魔王と呼ばれた男・北一輝
本書のタイトルにある通り北一輝をはじめて"魔王"と呼んだのは、有名な国家主義的思想家であった大川周明です。
戦後に過去を振り返って北一輝を次のように評しています。
北君は実に善悪の分別など母親の胎内におき忘れてきた人で天衣無縫というのは彼の事でしょう。
あるとき北君がひどく義理に外れた行為をしたので私が之を詰ると、義理人情に拘泥して革命ができるかというから、僕は之に反駁して、僕の革命は義理人情を回復するためにやるのだと言ったのがねえ、どうも危なっかしくて見ていられないことを平気でやる人だったですよ。
世の中には神がかりはあるが北君は魔がかりだと僕がいってから、人が彼を魔王と呼ぶようになりました。
まさに明晰な頭脳と人を魅了する弁舌、圧倒的な威圧感とカリスマ性を持った北は、人を惹きつけてやまない魔力を持った人物でした。
彼の著書「日本改造法案大綱」は、二・二六事件を引き起こした青年将校たちを感化し、北自身もその精神的な支柱として隠然たる力を備えていました。
一方で体制側の視点から見ると彼は革命家であり、また国家社会主義者であり、手段を選ばずに国家転覆を企てたテロリストとして見なされてきました。
もっと分かり易く表現するなら北一輝は「暴力装置」そのものであり、恐喝やテロ、裏切りといったことを平然とやってのける狂信的な思想家ということになるでしょう。

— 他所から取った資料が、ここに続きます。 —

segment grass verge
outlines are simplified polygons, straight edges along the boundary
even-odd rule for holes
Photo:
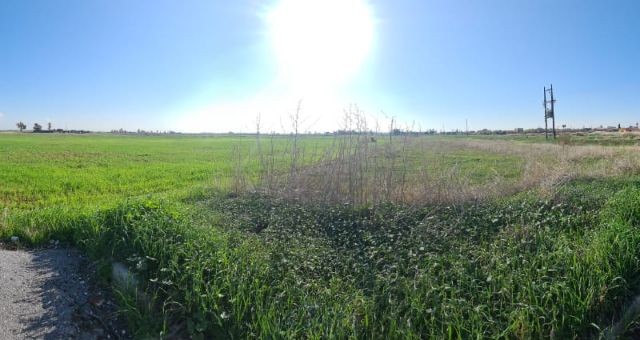
[[[0,233],[128,264],[140,337],[565,338],[599,334],[638,293],[637,188],[422,208],[200,193],[28,212]]]

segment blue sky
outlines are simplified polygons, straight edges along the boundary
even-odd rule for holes
[[[1,1],[0,129],[250,131],[259,113],[281,130],[298,100],[310,131],[349,104],[382,125],[537,127],[549,83],[558,125],[640,121],[639,1],[294,1]]]

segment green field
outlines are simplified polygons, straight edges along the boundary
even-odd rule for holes
[[[247,138],[0,135],[0,202],[9,208],[108,204],[211,187]]]
[[[0,134],[0,239],[130,265],[141,338],[638,334],[634,143],[375,139]]]

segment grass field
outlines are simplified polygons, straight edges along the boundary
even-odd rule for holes
[[[138,337],[637,334],[634,143],[377,139],[0,134],[0,238],[129,264]]]
[[[9,208],[108,204],[211,187],[246,138],[0,136],[0,202]]]

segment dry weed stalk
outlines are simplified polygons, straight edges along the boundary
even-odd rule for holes
[[[481,201],[537,189],[551,194],[559,184],[577,177],[605,177],[640,172],[637,147],[525,144],[496,140],[444,140],[400,132],[392,119],[388,138],[372,130],[366,116],[352,106],[345,111],[341,133],[330,145],[308,144],[298,133],[300,106],[291,116],[293,134],[284,148],[272,135],[262,145],[259,120],[257,152],[261,169],[255,190],[286,199],[353,205],[395,202],[405,204],[450,204]],[[397,136],[394,136],[397,135]],[[429,162],[416,155],[445,155],[477,150],[521,160],[520,177],[504,178],[493,169],[489,180],[475,183],[457,163],[433,171]],[[285,165],[283,165],[285,164]],[[238,175],[238,174],[236,174]],[[246,186],[246,177],[236,180]]]

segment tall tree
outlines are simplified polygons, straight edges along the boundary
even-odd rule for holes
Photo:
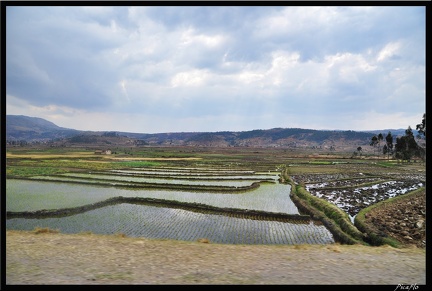
[[[393,136],[389,131],[385,137],[385,145],[383,146],[383,154],[387,154],[387,159],[390,159],[390,155],[393,154]]]
[[[396,138],[395,156],[402,160],[411,160],[413,156],[425,158],[425,150],[415,141],[411,126],[405,130],[405,135]]]
[[[422,122],[417,124],[416,130],[420,135],[426,136],[426,113],[423,113]]]
[[[423,149],[426,149],[426,113],[423,114],[422,122],[417,124],[417,143]]]
[[[381,141],[384,139],[384,136],[382,133],[378,134],[377,140],[378,140],[378,152],[381,151]]]
[[[371,138],[371,142],[370,142],[370,146],[372,146],[374,148],[374,153],[375,153],[375,148],[376,148],[377,144],[378,144],[378,137],[376,135],[374,135]]]

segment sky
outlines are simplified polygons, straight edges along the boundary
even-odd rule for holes
[[[6,114],[136,133],[406,129],[424,6],[8,6]]]

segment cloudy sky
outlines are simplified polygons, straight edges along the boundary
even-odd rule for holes
[[[79,130],[415,129],[425,7],[9,6],[6,93]]]

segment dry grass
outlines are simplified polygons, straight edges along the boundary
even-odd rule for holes
[[[40,233],[59,233],[60,231],[58,229],[51,229],[49,227],[36,227],[33,232],[35,234],[40,234]]]
[[[308,248],[308,245],[294,245],[293,248],[296,250],[306,250]]]
[[[340,253],[341,252],[340,244],[329,245],[327,247],[327,249],[330,250],[330,251],[333,251],[335,253]]]

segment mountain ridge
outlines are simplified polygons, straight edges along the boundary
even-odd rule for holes
[[[271,128],[249,131],[134,133],[121,131],[82,131],[59,127],[39,117],[6,115],[6,140],[76,144],[129,144],[158,146],[207,147],[317,147],[354,148],[369,145],[373,135],[403,134],[405,130],[315,130],[303,128]]]

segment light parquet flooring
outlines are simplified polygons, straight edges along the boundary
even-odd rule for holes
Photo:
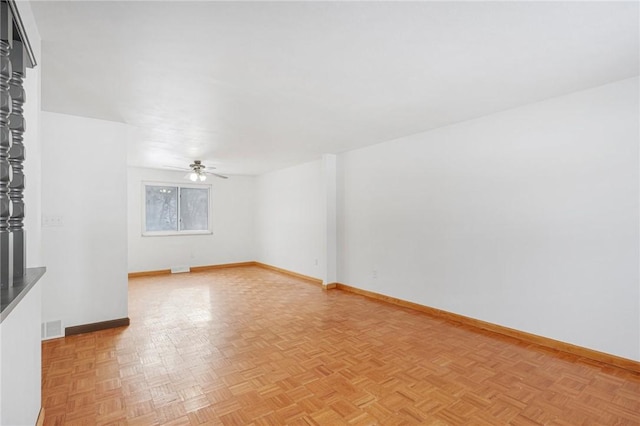
[[[44,342],[46,425],[637,425],[640,376],[258,267]]]

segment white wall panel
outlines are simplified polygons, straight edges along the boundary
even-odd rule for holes
[[[640,360],[638,78],[340,155],[339,281]]]

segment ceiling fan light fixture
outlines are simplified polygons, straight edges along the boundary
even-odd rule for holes
[[[191,169],[191,171],[189,171],[189,173],[187,173],[184,178],[189,179],[191,182],[204,182],[205,180],[207,180],[207,175],[213,175],[220,179],[228,179],[228,176],[225,176],[225,175],[221,175],[213,172],[206,172],[204,170],[206,167],[207,166],[202,164],[200,160],[195,160],[192,164],[189,164],[189,169]],[[211,168],[215,169],[215,167],[211,167]]]

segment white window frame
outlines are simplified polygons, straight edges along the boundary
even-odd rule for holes
[[[173,188],[178,188],[178,223],[180,223],[180,188],[193,188],[193,189],[206,189],[207,190],[207,198],[209,200],[208,203],[208,218],[207,218],[207,227],[206,230],[187,230],[181,231],[180,226],[178,226],[177,231],[147,231],[147,186],[170,186]],[[142,202],[142,236],[143,237],[168,237],[168,236],[176,236],[176,235],[211,235],[212,231],[212,215],[211,212],[213,210],[213,203],[211,201],[211,185],[207,184],[193,184],[193,183],[176,183],[176,182],[151,182],[151,181],[143,181],[142,182],[142,195],[140,197]]]

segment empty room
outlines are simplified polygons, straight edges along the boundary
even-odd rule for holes
[[[638,1],[0,1],[0,425],[639,425]]]

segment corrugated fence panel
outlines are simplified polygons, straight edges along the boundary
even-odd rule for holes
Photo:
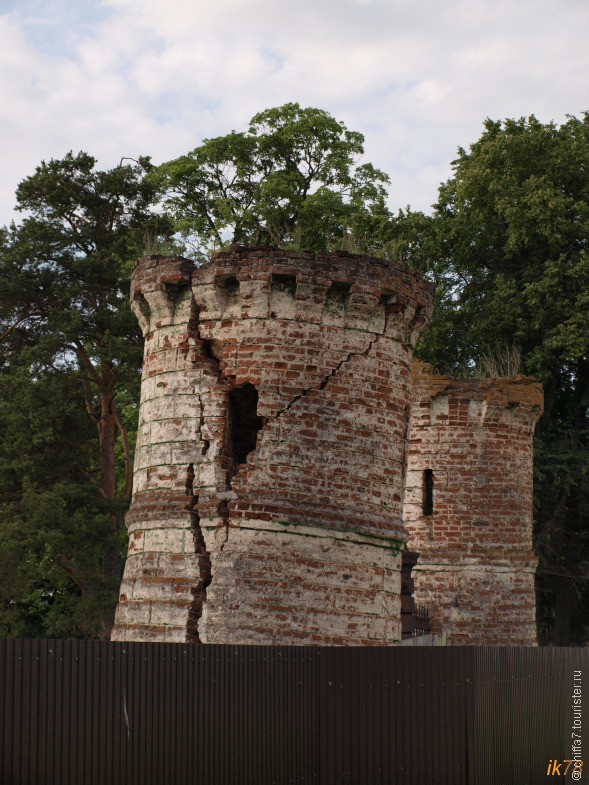
[[[316,665],[309,649],[0,641],[0,782],[318,782]]]
[[[472,781],[472,650],[318,656],[323,785]]]
[[[535,785],[572,757],[588,666],[587,649],[4,640],[0,783]]]
[[[564,765],[548,775],[549,762],[573,759],[573,678],[580,673],[582,682],[588,666],[587,649],[475,650],[477,785],[535,785],[564,776]],[[588,758],[586,711],[582,732]],[[567,781],[571,775],[572,767]]]

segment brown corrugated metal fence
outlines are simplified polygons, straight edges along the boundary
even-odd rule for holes
[[[551,760],[572,760],[575,672],[589,677],[589,649],[491,648],[474,655],[475,782],[535,785],[571,782],[547,776]],[[585,688],[586,705],[589,692]],[[581,749],[589,758],[589,713],[582,722]],[[562,780],[560,779],[562,776]],[[581,782],[588,782],[586,772]]]
[[[588,665],[586,649],[0,641],[0,783],[544,783]]]

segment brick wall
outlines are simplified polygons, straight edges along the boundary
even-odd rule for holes
[[[536,642],[532,437],[542,406],[532,379],[451,379],[414,363],[404,519],[420,553],[415,601],[450,643]]]
[[[341,252],[139,260],[145,335],[113,640],[400,638],[411,356],[432,286]]]

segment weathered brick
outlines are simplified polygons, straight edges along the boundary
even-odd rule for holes
[[[437,631],[535,642],[541,388],[412,374],[432,292],[344,252],[137,262],[145,360],[114,639],[395,644],[404,519]]]
[[[536,643],[532,436],[542,405],[526,377],[458,380],[414,363],[404,520],[420,554],[415,601],[450,643]]]
[[[131,297],[146,340],[115,636],[398,641],[411,353],[432,286],[369,257],[232,248],[198,269],[139,260]]]

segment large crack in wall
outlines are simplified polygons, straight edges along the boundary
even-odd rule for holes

しかし人間・北一輝の中身は複雑であり、独学によって思想体系を作り上げて革命家として奔走しますが、やがて熱心に日蓮宗を信仰し始め、彼の後半生は"現実と神仏の世界の狭間"に生き続けたといえます。
本書は今まで注目される機会の少なかった彼の著書「霊告日記」の記録を元に、北の持つもう1つの顔を考察した本です。
「霊告日記」は昭和4年4月27日から書き始められ、二・二六事件により北が逮捕される直前の昭和11年2月28日まで、ほぼ毎日記録された日記です。
その内容は異色なもので、北が法華経を唱え、妻すず子に降霊した神仏や神霊のお告げやヴィジョンが記載されています。
"お告げ"を行う存在も多彩で、観音やスサノオといった神仏から、西郷隆盛や大山巌、明治天皇、さらには宮本武蔵といった人物までもが登場するオカルトな内容です。
そう考えると確かに「霊告日記」を歴史的な検証を行う資料としては扱いにくいのですが、著者は「霊告日記」にこそ、北の判断材料や行動指針、そして潜在的な願望までもが含まれていると考え、詳細な考察を加えています。
さらに付け加えるなら本書は、北とその妻・すず子が持つ霊能力(予知能力)をある程度までは認めるといった解釈さえ許容しています。
これをどのように評価するかは読者に任せますが、本書を読む意義は充分あるように思えます。
とくに昭和初期の歴史は入り組んでおり、年表を並べて政治家と軍部が対立し、やがて軍の内部でも統制派が皇道派を抑えて権力を掌握し、太平洋戦争に突入するといった単純な図式では、歴史の半分しか理解できないのではないでしょうか。
血盟団事件における井上日召、五・一五事件における大川周明、そして二・二六事件における北一輝の役割や彼ら(民間右翼団愛)の横のつながりを知ることで、より立体的に時代の背景が見えてくるのではないでしょうか。
二・二六事件の結果、銃殺刑となった青年将校たちはその直前に「天皇陛下万歳」「大日本皇国万歳」と三唱したといわれますが、同じ運命を辿った北一輝は完全に神仏の世界に没頭し、ただただ静かに死を受け入れました。
一方で北が獄中で詠んだ句に「若殿に兜とられて負け戦」というものがあります。
"若殿"とは昭和天皇のことに他ならず、こうした句の中に北一輝という人間の凄みが垣間見れるような気がしてなりません。